La musique : dernier lien unificateur de l’Union européenne ?

Article paru à l’origine dans le Taurillon en Flam’s (n°19 / décembre 2020 - février 2021)

, par Maria Semenova

La musique : dernier lien unificateur de l'Union européenne ?
Lena Meyer-Landrut, vainqueur de l’Eurovision 2010 avec l’Allemagne. Photo : Aktiv I Oslo.no

Mais à quoi sert la musique ? Dans une année 2020 de crises, maintes pays européens la relèguent à la place peu flatteuse de biens non-essentiels. Pourtant elle occupe une place primordiale pour l’unité européenne.

Dénominateur commun de l’Europe

Impossible de trouver un thème unanime au sein de l’Europe ? Il en existe, mais on y pense rarement. Beethoven, Mozart ou Chopin ont conquis les cœurs des Européens bien avant la naissance de l’Union européenne. Bien avant Erasmus et l’espace Schengen, ils ont voyagé et se sont produits dans toute l’Europe. La musique, et l’héritage culturel en général, réunit davantage les Européens que n’importe quel projet politique.

La création en 1956 de l’Eurovision, le plus grand concours de la chanson à l’échelle européenne, précède le Traité de Rome qui met en place le marché commun en 1957. Le Royaume-Uni y participe dès le début, plusieurs années avant son intégration à la Communauté économique européenne, et ne prévoit pas de le quitter avec le Brexit. L’Eurovision fait fi des problèmes de valeurs, et de gouvernements, malgré certaines tensions géopolitiques bien décelables. Tous les pays qui se sentent européens sont autorisés à y participer, même le Bélarus, la dernière dictature, et la Turquie, avec laquelle l’Union européenne ne cesse d’avoir des tensions.
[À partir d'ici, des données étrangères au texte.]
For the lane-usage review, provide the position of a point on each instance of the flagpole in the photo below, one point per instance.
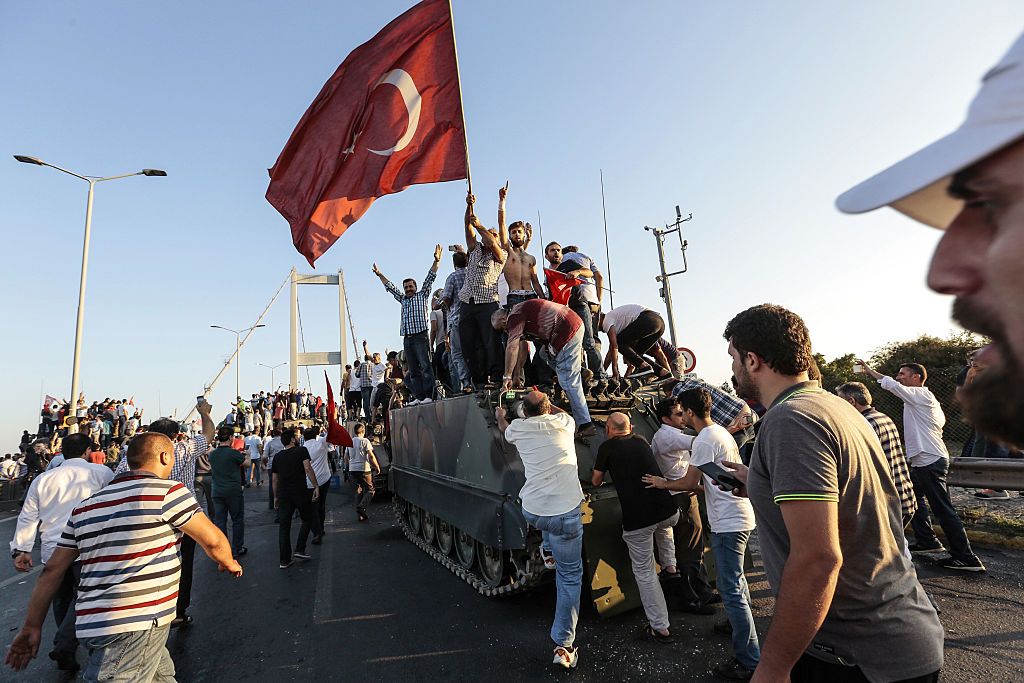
(458, 78)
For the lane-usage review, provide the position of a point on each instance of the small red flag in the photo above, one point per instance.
(335, 432)
(560, 286)
(390, 117)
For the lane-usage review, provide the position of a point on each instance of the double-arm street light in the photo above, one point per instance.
(238, 351)
(273, 387)
(92, 180)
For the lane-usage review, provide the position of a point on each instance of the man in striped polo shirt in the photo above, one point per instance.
(126, 539)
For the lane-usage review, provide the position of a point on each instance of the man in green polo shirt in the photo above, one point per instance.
(226, 466)
(849, 605)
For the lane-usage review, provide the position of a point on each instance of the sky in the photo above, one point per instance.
(752, 117)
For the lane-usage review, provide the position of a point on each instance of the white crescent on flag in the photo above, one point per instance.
(401, 80)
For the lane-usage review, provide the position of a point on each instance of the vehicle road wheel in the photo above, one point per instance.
(427, 525)
(492, 564)
(445, 539)
(414, 519)
(465, 549)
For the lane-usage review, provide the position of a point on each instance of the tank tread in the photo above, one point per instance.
(523, 582)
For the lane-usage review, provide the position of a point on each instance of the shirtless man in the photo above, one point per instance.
(519, 270)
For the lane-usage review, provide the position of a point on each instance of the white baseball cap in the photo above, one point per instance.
(916, 185)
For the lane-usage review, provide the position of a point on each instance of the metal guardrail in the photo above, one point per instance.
(1005, 473)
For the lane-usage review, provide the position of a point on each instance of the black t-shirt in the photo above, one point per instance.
(291, 473)
(628, 459)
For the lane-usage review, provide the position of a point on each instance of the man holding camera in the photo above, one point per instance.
(551, 499)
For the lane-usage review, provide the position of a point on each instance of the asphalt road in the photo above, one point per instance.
(372, 606)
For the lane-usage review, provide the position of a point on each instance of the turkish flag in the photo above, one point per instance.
(390, 117)
(335, 432)
(560, 286)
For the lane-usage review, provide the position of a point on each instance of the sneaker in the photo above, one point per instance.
(549, 559)
(992, 495)
(657, 637)
(566, 656)
(972, 564)
(733, 671)
(923, 548)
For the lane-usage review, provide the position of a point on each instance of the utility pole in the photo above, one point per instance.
(666, 290)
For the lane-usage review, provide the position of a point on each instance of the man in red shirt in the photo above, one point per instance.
(561, 330)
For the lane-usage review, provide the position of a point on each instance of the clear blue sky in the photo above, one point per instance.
(753, 118)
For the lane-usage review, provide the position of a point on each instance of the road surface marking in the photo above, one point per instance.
(19, 577)
(400, 657)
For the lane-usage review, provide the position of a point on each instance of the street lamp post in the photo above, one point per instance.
(238, 353)
(92, 180)
(272, 368)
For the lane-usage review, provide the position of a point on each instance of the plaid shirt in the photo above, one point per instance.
(185, 454)
(889, 436)
(414, 308)
(724, 407)
(481, 276)
(452, 288)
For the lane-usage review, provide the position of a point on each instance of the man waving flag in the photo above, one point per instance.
(390, 117)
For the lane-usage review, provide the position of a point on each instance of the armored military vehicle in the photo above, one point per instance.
(456, 483)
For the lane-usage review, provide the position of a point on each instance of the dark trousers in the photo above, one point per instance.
(480, 344)
(363, 486)
(184, 584)
(930, 487)
(233, 506)
(590, 351)
(64, 610)
(320, 510)
(639, 336)
(289, 504)
(812, 670)
(421, 375)
(688, 536)
(204, 493)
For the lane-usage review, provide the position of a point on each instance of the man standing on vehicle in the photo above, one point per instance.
(551, 502)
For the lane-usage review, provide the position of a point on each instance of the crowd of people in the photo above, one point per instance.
(828, 482)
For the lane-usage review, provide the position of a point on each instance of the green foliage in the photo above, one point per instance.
(943, 358)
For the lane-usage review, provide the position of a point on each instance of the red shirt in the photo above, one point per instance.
(540, 319)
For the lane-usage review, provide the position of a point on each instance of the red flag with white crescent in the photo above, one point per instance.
(335, 432)
(389, 117)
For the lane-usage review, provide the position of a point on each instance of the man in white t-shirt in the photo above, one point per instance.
(923, 422)
(633, 331)
(551, 499)
(731, 520)
(317, 446)
(672, 451)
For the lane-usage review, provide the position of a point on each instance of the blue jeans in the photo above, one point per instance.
(367, 394)
(568, 363)
(728, 549)
(564, 535)
(421, 375)
(460, 371)
(136, 656)
(233, 505)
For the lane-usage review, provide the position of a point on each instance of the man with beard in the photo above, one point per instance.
(969, 183)
(828, 523)
(923, 422)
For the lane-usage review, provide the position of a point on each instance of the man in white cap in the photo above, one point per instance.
(970, 184)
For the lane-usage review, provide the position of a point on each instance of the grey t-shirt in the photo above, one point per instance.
(815, 446)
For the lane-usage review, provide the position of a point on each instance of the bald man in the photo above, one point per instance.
(648, 514)
(131, 527)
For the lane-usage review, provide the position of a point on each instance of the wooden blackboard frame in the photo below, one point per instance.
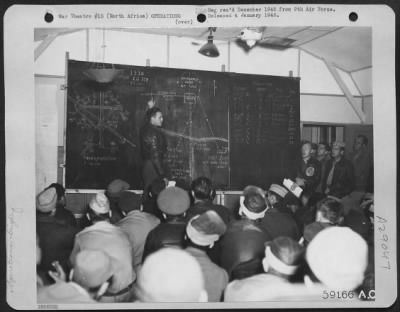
(229, 76)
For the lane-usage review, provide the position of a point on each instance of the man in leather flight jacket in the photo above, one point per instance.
(153, 147)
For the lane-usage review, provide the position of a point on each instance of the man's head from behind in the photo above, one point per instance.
(330, 210)
(99, 208)
(253, 204)
(283, 256)
(337, 150)
(306, 149)
(170, 275)
(338, 257)
(202, 189)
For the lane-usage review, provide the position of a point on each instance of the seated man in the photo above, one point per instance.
(173, 203)
(282, 258)
(279, 219)
(90, 278)
(106, 237)
(61, 212)
(170, 275)
(338, 258)
(113, 192)
(244, 239)
(203, 195)
(56, 236)
(136, 223)
(202, 232)
(329, 213)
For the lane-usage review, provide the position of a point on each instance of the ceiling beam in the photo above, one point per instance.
(361, 68)
(332, 69)
(320, 36)
(44, 45)
(321, 58)
(355, 83)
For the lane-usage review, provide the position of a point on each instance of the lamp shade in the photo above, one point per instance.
(209, 49)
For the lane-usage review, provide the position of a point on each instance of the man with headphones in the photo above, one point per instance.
(244, 240)
(110, 239)
(203, 194)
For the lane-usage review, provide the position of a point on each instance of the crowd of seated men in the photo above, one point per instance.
(175, 244)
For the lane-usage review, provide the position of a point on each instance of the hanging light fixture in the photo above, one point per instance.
(210, 49)
(102, 73)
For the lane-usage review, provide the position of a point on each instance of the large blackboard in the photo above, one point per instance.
(236, 129)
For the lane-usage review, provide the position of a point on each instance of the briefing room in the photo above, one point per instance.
(209, 164)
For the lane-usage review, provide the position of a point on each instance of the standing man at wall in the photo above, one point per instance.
(339, 180)
(153, 145)
(362, 163)
(308, 173)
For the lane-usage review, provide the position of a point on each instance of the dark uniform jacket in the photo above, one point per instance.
(243, 242)
(154, 147)
(56, 239)
(342, 180)
(168, 234)
(226, 215)
(280, 222)
(203, 206)
(311, 173)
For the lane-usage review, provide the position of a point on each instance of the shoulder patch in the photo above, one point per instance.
(310, 171)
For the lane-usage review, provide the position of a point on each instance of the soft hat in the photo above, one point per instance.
(173, 201)
(116, 187)
(358, 221)
(339, 144)
(180, 273)
(279, 190)
(46, 200)
(338, 257)
(129, 201)
(99, 204)
(206, 228)
(253, 189)
(283, 255)
(92, 268)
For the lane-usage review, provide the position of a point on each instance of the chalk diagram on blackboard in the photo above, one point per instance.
(190, 84)
(102, 112)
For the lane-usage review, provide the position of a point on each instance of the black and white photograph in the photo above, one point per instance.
(234, 163)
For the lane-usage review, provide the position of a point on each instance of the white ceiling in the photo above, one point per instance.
(349, 48)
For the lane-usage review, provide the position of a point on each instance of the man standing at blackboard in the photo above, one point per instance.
(153, 145)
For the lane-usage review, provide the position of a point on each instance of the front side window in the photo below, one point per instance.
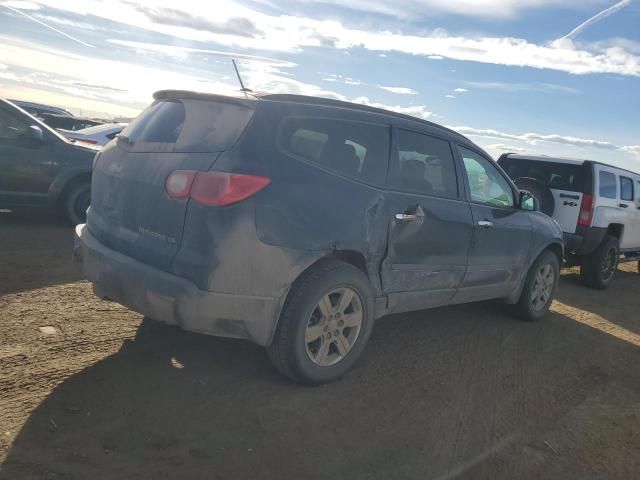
(626, 189)
(486, 184)
(357, 150)
(11, 128)
(608, 187)
(423, 164)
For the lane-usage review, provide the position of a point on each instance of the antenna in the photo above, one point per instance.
(242, 87)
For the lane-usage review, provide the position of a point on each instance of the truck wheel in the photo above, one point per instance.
(76, 203)
(325, 324)
(539, 287)
(598, 268)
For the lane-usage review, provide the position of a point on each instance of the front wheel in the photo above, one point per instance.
(539, 288)
(325, 324)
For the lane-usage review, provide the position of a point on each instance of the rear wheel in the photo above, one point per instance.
(598, 268)
(325, 324)
(76, 203)
(539, 288)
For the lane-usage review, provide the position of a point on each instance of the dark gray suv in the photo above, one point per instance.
(295, 222)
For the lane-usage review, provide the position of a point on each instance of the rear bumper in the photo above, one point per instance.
(171, 299)
(584, 241)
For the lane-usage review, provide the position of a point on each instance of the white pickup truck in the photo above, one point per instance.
(597, 205)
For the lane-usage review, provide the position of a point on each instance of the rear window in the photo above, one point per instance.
(187, 125)
(626, 189)
(608, 187)
(357, 150)
(559, 176)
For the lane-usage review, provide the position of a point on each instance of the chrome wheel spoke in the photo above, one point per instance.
(325, 306)
(352, 319)
(331, 333)
(343, 345)
(323, 352)
(312, 333)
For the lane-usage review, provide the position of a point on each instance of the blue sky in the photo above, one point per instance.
(539, 76)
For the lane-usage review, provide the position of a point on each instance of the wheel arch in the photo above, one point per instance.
(64, 182)
(351, 257)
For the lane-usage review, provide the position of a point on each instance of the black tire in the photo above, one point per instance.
(288, 351)
(76, 202)
(598, 268)
(540, 191)
(525, 308)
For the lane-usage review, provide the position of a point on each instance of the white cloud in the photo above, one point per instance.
(286, 33)
(598, 17)
(419, 111)
(537, 138)
(398, 90)
(422, 8)
(525, 87)
(506, 148)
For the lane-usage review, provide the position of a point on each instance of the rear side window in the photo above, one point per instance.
(187, 125)
(355, 149)
(423, 164)
(626, 189)
(559, 176)
(608, 187)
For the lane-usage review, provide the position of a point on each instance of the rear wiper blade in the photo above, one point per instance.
(124, 138)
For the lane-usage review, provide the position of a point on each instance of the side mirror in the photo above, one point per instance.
(33, 134)
(528, 202)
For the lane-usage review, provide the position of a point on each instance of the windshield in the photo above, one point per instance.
(559, 176)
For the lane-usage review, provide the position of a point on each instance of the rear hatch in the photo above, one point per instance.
(131, 211)
(565, 180)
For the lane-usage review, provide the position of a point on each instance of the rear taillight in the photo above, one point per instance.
(214, 188)
(586, 210)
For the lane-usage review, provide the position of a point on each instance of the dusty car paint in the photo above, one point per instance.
(227, 271)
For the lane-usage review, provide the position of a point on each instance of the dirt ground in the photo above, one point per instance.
(462, 392)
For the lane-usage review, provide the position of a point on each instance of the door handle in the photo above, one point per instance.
(407, 217)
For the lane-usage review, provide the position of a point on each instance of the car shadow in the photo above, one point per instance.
(439, 393)
(613, 303)
(35, 251)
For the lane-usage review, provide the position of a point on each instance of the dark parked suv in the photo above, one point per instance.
(295, 222)
(39, 167)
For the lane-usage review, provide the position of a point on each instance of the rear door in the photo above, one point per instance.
(430, 223)
(501, 232)
(627, 203)
(130, 209)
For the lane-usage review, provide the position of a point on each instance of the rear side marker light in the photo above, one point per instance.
(216, 189)
(586, 210)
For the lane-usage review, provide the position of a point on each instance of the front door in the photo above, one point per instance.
(499, 251)
(26, 164)
(429, 224)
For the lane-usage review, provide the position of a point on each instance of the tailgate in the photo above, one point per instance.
(131, 211)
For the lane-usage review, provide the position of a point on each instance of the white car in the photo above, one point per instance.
(596, 204)
(96, 135)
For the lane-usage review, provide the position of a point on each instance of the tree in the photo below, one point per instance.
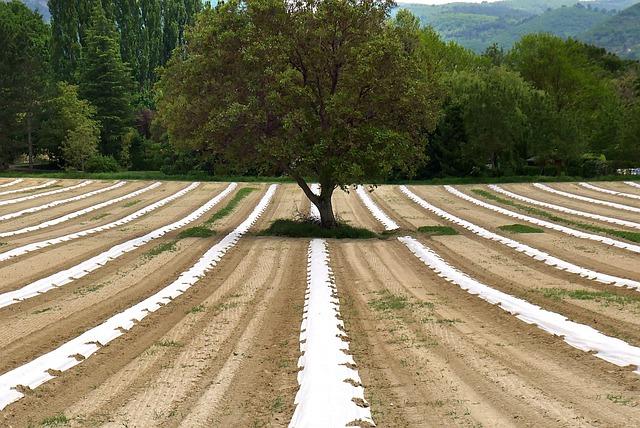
(80, 145)
(24, 75)
(63, 113)
(106, 83)
(323, 90)
(503, 96)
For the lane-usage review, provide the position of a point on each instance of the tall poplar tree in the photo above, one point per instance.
(106, 82)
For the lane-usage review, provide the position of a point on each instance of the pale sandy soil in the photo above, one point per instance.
(540, 195)
(224, 353)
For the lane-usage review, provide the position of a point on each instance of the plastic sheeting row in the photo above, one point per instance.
(608, 191)
(565, 210)
(84, 268)
(11, 183)
(328, 383)
(26, 189)
(72, 353)
(579, 336)
(547, 224)
(79, 213)
(586, 199)
(61, 201)
(525, 249)
(49, 193)
(375, 210)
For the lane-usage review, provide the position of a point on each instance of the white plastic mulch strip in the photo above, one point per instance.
(525, 249)
(19, 251)
(313, 211)
(585, 198)
(544, 223)
(12, 183)
(84, 211)
(25, 189)
(579, 336)
(329, 386)
(39, 195)
(375, 210)
(608, 191)
(73, 352)
(61, 201)
(84, 268)
(565, 209)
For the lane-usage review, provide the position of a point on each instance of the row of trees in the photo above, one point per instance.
(256, 84)
(548, 106)
(78, 91)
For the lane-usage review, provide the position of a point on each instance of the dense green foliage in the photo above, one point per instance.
(330, 91)
(24, 65)
(268, 87)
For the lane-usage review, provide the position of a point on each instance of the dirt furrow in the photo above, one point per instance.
(530, 191)
(42, 323)
(49, 260)
(32, 219)
(447, 358)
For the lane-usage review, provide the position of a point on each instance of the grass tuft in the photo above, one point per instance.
(308, 229)
(231, 205)
(159, 249)
(629, 236)
(389, 302)
(99, 216)
(520, 228)
(196, 309)
(169, 344)
(437, 230)
(196, 232)
(55, 421)
(131, 203)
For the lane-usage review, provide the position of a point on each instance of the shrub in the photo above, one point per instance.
(102, 163)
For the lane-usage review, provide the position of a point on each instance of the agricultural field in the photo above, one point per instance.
(142, 304)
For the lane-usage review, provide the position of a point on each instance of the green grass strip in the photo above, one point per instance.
(520, 228)
(231, 205)
(600, 296)
(437, 230)
(308, 229)
(629, 236)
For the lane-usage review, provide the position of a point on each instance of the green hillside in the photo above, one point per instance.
(619, 34)
(564, 22)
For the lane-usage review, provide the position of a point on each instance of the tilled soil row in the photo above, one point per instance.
(32, 219)
(523, 277)
(15, 273)
(444, 357)
(44, 322)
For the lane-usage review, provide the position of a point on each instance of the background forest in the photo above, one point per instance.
(79, 91)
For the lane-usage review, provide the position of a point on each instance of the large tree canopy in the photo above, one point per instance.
(331, 91)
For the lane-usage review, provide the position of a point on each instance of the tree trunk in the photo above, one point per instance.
(322, 202)
(30, 142)
(325, 206)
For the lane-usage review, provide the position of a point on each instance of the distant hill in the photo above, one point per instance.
(478, 25)
(564, 22)
(619, 34)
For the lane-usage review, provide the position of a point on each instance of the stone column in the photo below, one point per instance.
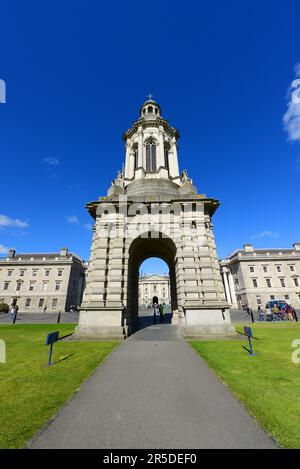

Le domaine musical rend particulièrement pertinente la devise de l’UE : “Unie dans la diversité”, puisque c’est la diversité extraordinaire du patrimoine culturel des pays européens et de leurs musiques qui rend l’Europe si riche et attrayante.

Seulement 0,15% du budget européen

Pourtant au sein de l’Union européenne, la place accordée à la musique et à la culture est marginale. Elles sont prises en compte seulement en 1992 avec le Traité de Maastricht et le budget qui lui est accordé est ridiculement petit : seulement 0,15% du budget total de l’UE. Les évènements musicaux qui rassemblent l’Europe dans sa diversité se comptent sur les doigts d’une main.

Outre l’Eurovision, il y a la fête de la musique, événement français qui s’est européanisé à partir de 1985. L’Europavox, le festival promouvant la diversité musicale européenne qui se tient le 9 mai, pour célébrer le discours de Robert Schuman qui lança la construction européenne. Créé en 2006, il se veut un remède à l’euroscepticisme. Il y a l’hymne européen sans paroles, un extrait de l‘Ode de la Joie de Beethoven, pour être universellement compris par tous les membres. Mais il est aussi universellement ignoré par la plupart des Européens

On est très loin du “Putain, putain/C’est vachement bien/ Nous sommes quand même/ Tous des Européens” de TC Macit populaire dans les années 1980 et illustrant l’engoument pour l’Europe de cette époque. L’Europe est en crise, et le secteur musical l’est aussi. Ou vice-versa. La crise du coronavirus entraîne l’annulation de l’Eurovision et de l’Europavox et risque de pousser un tiers des professionnels à se détourner du secteur de la musique. Le départ du Royaume-Uni privera l’Europe de 1670 maisons de disques, pays qui en compte le plus. La musique est étiquetée bien non-essentiel en 2020. Pourtant elle est capitale pour l’Union européenne.

Redécouvrir une autre union européenne par la musique

Du point de vue purement économique, la musique représente 2 millions d’emplois et rapporte 82 milliards d’euros par an, d’après une étude commandée par la Fédération internationale de l’industrie phonographique (IFPI). Mais Frances Moore, directrice générale de l’IFPI, refuse de réduire la musique à une pure considération économique. « La musique est une pièce essentielle du puzzle européen, de l’identité et de la culture de l’Europe ».

Et si la musique était le lien fédérateur qui manque finalement à l’Europe ? C’est le pari qu’appelle à relever Jean-Noël Troc, auteur de “Et si on recommençait par la culture”. Replacer la culture au centre du projet afin de le rendre désirable aux yeux des citoyens. Un pari que veut relever le projet The European Union Songbook qui réunit dans un seul recueil 6 chansons les plus emblématiques de chaque pays membre pour “permettre aux citoyens européens de mieux se connaître". Dévoilé cette année, une occasion de découvrir, à l’heure où on peut plus rendre visite à nos voisins de l’autre côté de la frontière, “Der Mond ist aufgegangen", un classique allemand.